Muitos pais de crianças que estão com cinco anos agora, principalmente se completados no segundo semestre, estão mergulhados em uma missão: convencer a escola de que o filho está apto a iniciar o Ensino Fundamental em 2010.
O maior problema é que o ano tem 12 meses e as crianças nascem em todos eles. Para resolver tal questão, talvez pudéssemos decretar o nascimento de crianças até 30 de junho, apenas. Pelo menos no Estado de São Paulo.
É essa a data de corte para a matrícula no primeiro ano do Ensino Fundamental por aqui. Isso faz com que pais de crianças que nasceram em meados de julho ou nos meses subsequentes contestem a medida.
Pais advogados ou de outras profissões têm mil argumentos dos mais lógicos e legais aos mais apaixonados e grosseiros na busca de tentar garantir ao filho o domínio da leitura, da escrita e da aritmética o mais cedo possível.
Quais as razões que os pais têm para essa atitude? Sem dúvida, o clima altamente competitivo em que vivemos. O raciocínio é o de que quanto mais cedo a criança começar o aprendizado formal, maiores seriam suas chances de se dar bem na vida futuramente.
Pesa também a quase certeza da precocidade das crianças: elas se viram muito bem com as mais variadas facetas do mundo adulto e muitas demonstram gosto pelas letras, números e tarefas escolares. Entretanto, estudos e pesquisas têm apontado que não há relação entre uma vida escolar exitosa com início precoce dela.
Talvez fosse mais interessante pensar no presente das crianças e não em seu futuro. Na Educação Infantil, a criança goza ou deveria gozar de liberdade para aprender. Explora o mundo à sua volta de preferência em um ambiente amigável, confiável e seguro -ao seu modo, em seu tempo e sempre por meio de brincadeiras, sem ser dirigida por adultos, apenas acompanhada por estes. O grande aprendizado nessa época da vida é o que chamamos de socialização: aprender a conviver consigo mesma, com o grupo de pares e com adultos por eles responsáveis.
Para bem começar o Ensino Fundamental e o primeiro ano dele ainda deve ser de mais tempo dedicado ao brincar do que ao ensino formal a criança deve estar preparada para estar com os outros em um espaço comum, saber compartilhar, seguir sem grandes dramas as instruções dadas, acatar as orientações dos adultos e estar pronta para crescer. Tudo isso é muito mais importante que suas habilidades com letras e números.

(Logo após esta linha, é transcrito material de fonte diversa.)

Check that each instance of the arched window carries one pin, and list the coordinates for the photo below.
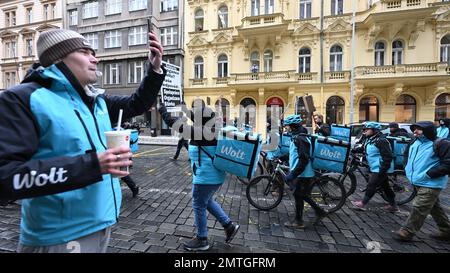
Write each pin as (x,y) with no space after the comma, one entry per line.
(254,61)
(255,8)
(223,106)
(397,52)
(304,60)
(248,111)
(268,58)
(199,17)
(368,109)
(405,109)
(223,17)
(379,54)
(335,110)
(198,67)
(442,109)
(336,58)
(305,9)
(445,49)
(222,69)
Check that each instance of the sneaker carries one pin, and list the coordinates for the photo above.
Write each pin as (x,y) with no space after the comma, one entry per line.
(196,244)
(358,205)
(230,232)
(390,208)
(402,235)
(441,236)
(294,224)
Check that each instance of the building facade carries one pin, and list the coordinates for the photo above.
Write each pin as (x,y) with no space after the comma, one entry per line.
(118,31)
(20,25)
(271,52)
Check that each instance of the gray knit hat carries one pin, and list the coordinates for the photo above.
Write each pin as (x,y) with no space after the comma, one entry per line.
(55,44)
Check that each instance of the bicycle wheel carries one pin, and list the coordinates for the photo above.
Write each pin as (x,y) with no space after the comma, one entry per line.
(265,193)
(403,189)
(259,171)
(328,193)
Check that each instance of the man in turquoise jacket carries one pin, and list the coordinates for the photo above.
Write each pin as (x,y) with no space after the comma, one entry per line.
(53,152)
(427,167)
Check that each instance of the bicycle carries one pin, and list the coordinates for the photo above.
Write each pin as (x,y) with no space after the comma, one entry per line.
(403,189)
(265,192)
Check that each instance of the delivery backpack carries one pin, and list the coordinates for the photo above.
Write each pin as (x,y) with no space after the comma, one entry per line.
(329,154)
(341,132)
(237,152)
(398,145)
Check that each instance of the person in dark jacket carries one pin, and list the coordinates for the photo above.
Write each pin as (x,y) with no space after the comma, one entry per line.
(206,178)
(301,172)
(443,129)
(53,152)
(321,128)
(427,165)
(396,131)
(380,158)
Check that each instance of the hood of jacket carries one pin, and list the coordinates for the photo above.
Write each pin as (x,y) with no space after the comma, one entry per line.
(429,130)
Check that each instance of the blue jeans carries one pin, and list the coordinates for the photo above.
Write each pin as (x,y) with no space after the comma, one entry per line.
(202,200)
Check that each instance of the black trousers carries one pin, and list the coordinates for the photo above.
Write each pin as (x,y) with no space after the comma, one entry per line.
(181,142)
(302,194)
(377,180)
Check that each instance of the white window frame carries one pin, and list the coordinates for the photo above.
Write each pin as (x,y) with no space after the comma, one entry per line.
(306,5)
(135,69)
(113,39)
(134,5)
(112,72)
(90,10)
(113,7)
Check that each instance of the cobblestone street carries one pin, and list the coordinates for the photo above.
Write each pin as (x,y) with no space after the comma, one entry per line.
(161,218)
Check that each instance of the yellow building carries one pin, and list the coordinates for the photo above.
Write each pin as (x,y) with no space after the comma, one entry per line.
(269,52)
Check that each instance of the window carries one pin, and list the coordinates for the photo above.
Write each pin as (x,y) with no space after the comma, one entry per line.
(222,69)
(10,79)
(405,109)
(397,52)
(113,39)
(137,5)
(255,8)
(10,18)
(268,58)
(169,36)
(135,72)
(335,110)
(90,10)
(198,68)
(29,15)
(379,54)
(113,7)
(269,6)
(442,109)
(336,58)
(305,9)
(304,60)
(223,17)
(137,35)
(73,17)
(29,47)
(337,7)
(368,109)
(92,39)
(445,49)
(199,20)
(112,72)
(169,5)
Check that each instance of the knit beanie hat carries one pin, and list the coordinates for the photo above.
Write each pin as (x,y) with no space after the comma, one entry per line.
(55,44)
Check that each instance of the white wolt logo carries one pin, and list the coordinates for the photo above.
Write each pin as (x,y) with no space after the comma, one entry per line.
(239,154)
(32,178)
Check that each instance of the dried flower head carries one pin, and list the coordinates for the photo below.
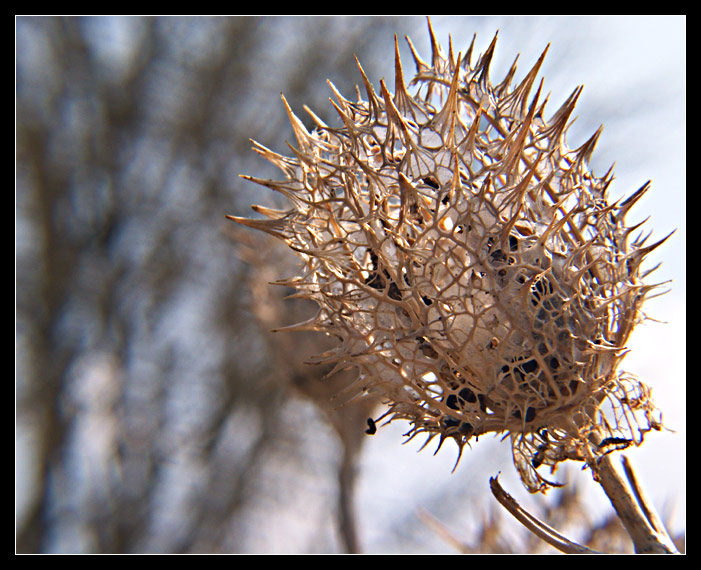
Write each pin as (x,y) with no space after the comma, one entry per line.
(468,262)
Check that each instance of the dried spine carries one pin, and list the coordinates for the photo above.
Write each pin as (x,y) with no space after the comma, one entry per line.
(468,262)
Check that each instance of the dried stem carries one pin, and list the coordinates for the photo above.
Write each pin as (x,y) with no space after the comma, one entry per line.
(635,511)
(533,524)
(637,515)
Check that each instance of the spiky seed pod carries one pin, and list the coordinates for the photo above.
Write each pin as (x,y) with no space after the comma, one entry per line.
(468,262)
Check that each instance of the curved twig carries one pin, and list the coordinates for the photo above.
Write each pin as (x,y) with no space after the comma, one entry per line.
(536,526)
(635,511)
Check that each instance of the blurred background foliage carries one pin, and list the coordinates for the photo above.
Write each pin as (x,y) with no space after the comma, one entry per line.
(154,412)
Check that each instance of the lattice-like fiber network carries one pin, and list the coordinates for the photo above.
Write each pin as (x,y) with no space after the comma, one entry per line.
(468,262)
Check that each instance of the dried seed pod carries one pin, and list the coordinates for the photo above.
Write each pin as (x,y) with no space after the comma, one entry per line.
(468,261)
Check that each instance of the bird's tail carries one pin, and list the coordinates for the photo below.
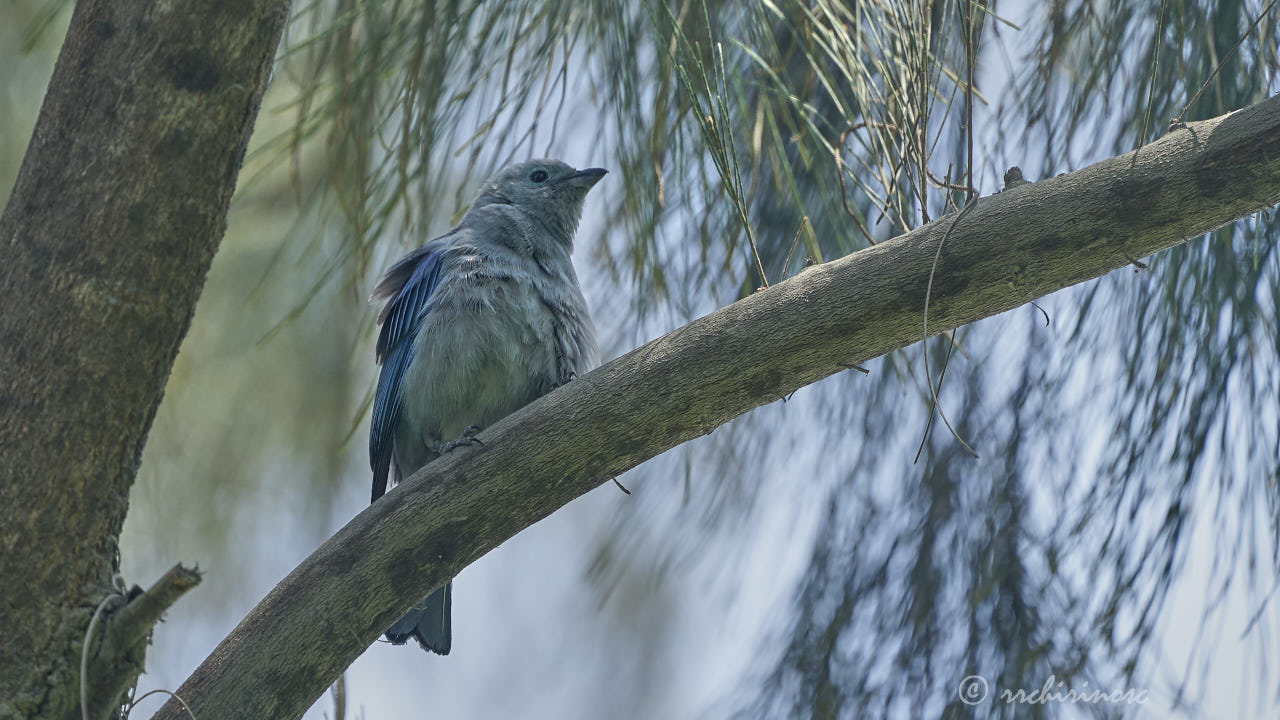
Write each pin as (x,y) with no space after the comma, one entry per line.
(428,623)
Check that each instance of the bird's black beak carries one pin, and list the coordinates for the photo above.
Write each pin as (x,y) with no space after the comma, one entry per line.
(584,178)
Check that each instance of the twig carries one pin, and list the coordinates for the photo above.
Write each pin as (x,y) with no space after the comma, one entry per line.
(136,619)
(840,176)
(88,638)
(1155,63)
(794,241)
(928,292)
(1042,311)
(170,693)
(1133,261)
(1178,121)
(928,425)
(131,623)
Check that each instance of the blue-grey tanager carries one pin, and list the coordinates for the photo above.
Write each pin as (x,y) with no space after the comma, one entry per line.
(478,323)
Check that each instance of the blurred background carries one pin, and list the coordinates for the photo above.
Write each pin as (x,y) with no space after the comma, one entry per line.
(836,555)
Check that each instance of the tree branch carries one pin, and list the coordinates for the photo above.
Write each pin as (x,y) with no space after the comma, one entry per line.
(105,241)
(1011,247)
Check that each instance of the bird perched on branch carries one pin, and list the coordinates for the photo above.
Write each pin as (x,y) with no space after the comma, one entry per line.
(478,323)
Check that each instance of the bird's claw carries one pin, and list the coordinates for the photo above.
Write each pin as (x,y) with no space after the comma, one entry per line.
(467,437)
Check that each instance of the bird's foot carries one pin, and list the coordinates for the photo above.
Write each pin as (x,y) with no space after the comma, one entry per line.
(565,381)
(467,437)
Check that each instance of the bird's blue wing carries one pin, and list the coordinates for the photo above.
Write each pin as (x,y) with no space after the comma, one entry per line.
(408,285)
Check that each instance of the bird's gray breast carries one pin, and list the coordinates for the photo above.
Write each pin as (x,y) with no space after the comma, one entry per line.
(490,342)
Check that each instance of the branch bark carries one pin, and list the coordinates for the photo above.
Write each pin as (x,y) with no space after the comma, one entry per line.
(1011,247)
(104,246)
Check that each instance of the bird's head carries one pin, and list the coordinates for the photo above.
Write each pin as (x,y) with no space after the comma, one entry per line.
(547,190)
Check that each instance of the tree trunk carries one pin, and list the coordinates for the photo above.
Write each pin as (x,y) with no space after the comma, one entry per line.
(1005,250)
(104,246)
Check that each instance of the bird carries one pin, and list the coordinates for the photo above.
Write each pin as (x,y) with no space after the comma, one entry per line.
(476,324)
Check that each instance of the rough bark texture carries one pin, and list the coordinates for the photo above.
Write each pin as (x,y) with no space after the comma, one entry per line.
(1010,247)
(104,246)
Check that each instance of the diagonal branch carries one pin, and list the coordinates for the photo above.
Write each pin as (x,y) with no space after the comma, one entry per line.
(1022,244)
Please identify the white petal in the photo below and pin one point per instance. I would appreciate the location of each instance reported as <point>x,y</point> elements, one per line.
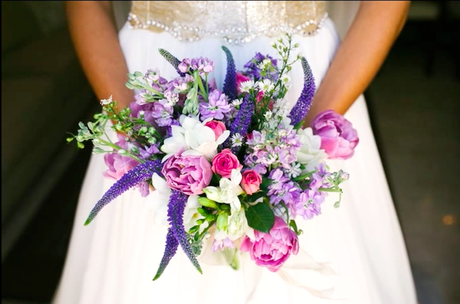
<point>223,137</point>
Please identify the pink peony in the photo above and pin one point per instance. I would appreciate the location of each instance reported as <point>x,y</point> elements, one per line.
<point>272,249</point>
<point>118,164</point>
<point>240,78</point>
<point>224,162</point>
<point>250,181</point>
<point>189,174</point>
<point>338,138</point>
<point>217,126</point>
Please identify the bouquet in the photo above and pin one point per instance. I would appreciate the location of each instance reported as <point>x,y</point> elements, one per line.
<point>234,165</point>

Colocar a criança antes dos seis anos nesse clima é queimar uma etapa em sua vida, é colocá-la sob pressão. Em nome dos anseios dos adultos? Não vale a pena já que sabemos que toda etapa queimada, um dia volta. Só não sabemos como.
Há escolas que são gaiolas e há escolas que são asas.
Escolas que são gaiolas existem para que os pássaros desaprendam a arte do vôo. Pássaros engaiolados são pássaros sob controle. Engaiolados, o seu dono pode levá-los para onde quiser. Pássaros engaiolados sempre têm um dono. Deixaram de ser pássaros. Porque a essência dos pássaros é o vôo.
Escolas que são asas não amam pássaros engaiolados. O que elas amam são pássaros em vôo. Existem para dar aos pássaros coragem para voar. Ensinar o vôo, isso elas não podem fazer, porque o vôo já nasce dentro dos pássaros. O vôo não pode ser ensinado. Só pode ser encorajado."